HDMI Ethernet Channel, also known as HEC, was first unveiled in the HDMI 1.4b specifications. HEC allows devices enabled with Ethernet 

to share an internet connection. It merges the traits of an Ethernet cable within the HDMI cable, thus eliminating the necessity 

for a separate Ethernet cable. Notable examples of devices that can utilize HEC to hook up to the internet include Xbox 360 and Roku. 

This function was introduced in Version 1.4.

Dynamic HDR, or High Dynamic Range, is accomplished by transmitting supplementary information alongside the video signal. 

This extra information instructs the TV or monitor on how to properly showcase the content. Compared to the Standard Dynamic Range (SDR), 

HDR results in increased brightness, improved contrast, and superior color precision. The term "Dynamic" in Dynamic HDR refers to the ability 

to adjust the HDR on a scene-by-scene (or frame-by-frame for advanced TVs) basis.

Enhanced Audio Return Channel, abbreviated as eARC, emerged with the HDMI 2.1 release.
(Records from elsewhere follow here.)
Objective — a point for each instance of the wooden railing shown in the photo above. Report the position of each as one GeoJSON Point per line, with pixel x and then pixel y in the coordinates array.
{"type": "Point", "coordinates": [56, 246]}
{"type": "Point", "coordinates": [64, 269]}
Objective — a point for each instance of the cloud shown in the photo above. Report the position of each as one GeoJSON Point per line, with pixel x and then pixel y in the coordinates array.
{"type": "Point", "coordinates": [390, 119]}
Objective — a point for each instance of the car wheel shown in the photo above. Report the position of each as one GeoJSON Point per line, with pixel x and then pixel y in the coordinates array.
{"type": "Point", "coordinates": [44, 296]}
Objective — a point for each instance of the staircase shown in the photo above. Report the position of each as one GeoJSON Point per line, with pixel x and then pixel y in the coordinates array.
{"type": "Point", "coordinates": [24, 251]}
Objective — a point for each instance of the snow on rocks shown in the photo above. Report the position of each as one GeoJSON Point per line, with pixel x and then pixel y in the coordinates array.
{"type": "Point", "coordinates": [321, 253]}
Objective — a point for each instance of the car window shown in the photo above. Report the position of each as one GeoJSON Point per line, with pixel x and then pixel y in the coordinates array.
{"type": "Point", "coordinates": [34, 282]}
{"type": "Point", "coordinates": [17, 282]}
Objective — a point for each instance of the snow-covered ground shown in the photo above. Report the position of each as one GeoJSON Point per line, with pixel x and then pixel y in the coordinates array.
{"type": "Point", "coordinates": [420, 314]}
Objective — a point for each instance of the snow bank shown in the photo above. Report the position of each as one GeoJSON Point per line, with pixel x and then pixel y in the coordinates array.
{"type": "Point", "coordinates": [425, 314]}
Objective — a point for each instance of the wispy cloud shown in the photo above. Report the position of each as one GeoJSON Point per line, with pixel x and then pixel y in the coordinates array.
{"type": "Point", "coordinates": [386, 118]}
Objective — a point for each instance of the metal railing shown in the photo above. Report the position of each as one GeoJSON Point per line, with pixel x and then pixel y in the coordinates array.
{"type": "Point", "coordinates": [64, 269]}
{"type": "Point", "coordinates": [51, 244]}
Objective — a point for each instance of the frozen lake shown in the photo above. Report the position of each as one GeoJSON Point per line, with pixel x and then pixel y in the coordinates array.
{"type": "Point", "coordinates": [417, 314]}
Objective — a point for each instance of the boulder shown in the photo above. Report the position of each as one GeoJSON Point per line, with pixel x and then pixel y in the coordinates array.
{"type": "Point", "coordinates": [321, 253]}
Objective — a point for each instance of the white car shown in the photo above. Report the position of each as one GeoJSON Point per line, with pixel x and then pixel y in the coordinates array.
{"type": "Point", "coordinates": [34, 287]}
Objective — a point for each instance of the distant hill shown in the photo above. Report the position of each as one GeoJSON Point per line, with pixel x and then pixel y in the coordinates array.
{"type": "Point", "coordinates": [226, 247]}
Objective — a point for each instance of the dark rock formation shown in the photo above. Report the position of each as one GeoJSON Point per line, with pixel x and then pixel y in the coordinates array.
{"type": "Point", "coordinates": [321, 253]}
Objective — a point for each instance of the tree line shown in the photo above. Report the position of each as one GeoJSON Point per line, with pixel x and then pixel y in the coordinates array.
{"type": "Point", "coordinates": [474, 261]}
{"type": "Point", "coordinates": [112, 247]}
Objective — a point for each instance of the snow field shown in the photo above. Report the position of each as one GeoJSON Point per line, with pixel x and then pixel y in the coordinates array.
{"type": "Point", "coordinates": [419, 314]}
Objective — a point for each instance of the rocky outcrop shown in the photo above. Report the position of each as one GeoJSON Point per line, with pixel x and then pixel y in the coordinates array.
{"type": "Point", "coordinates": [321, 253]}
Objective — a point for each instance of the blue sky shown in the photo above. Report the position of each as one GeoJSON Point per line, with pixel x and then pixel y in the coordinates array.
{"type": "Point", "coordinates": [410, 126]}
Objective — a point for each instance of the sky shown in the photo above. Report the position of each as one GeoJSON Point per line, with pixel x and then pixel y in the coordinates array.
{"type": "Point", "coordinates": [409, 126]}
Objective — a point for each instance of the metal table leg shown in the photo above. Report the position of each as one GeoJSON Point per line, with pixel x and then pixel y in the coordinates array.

It offers increased-quality audio bandwidth and speed support. 

To utilize eARC, you need an HDMI cable with a high speed and Ethernet capability or an Ultra High-Speed HDMI cable. 

eARC doesn't offer backward compatibility with ARC, however, certain products do offer support for both eARC and ARC functionalities. 

This feature was introduced in Version 2.1.

Display Stream Compression, or DSC, operates within HDMI, which uses uncompressed audio and video. 

As the resolution, color depth, and frame rate increase, an increasing number of bits must be transmitted until it hits the bandwidth capacity. 

After reaching this point, the only methods to transmit additional bits are either expanding the transmission lanes within the cable or compressing the signal itself.

With HDMI 2.1, support for Display Stream Compression (DSC) 1.2a was ushered in, enabling visually lossless compression for ultra-high definition (UHD) video. 

Utilizing DSC, an HDMI 2.1 cable can handle a maximum compressed bandwidth of up to 128 Gbps. 

This is ample for 10K resolution, though it will likely take a while before devices requiring such significant bandwidth become commercially accessible.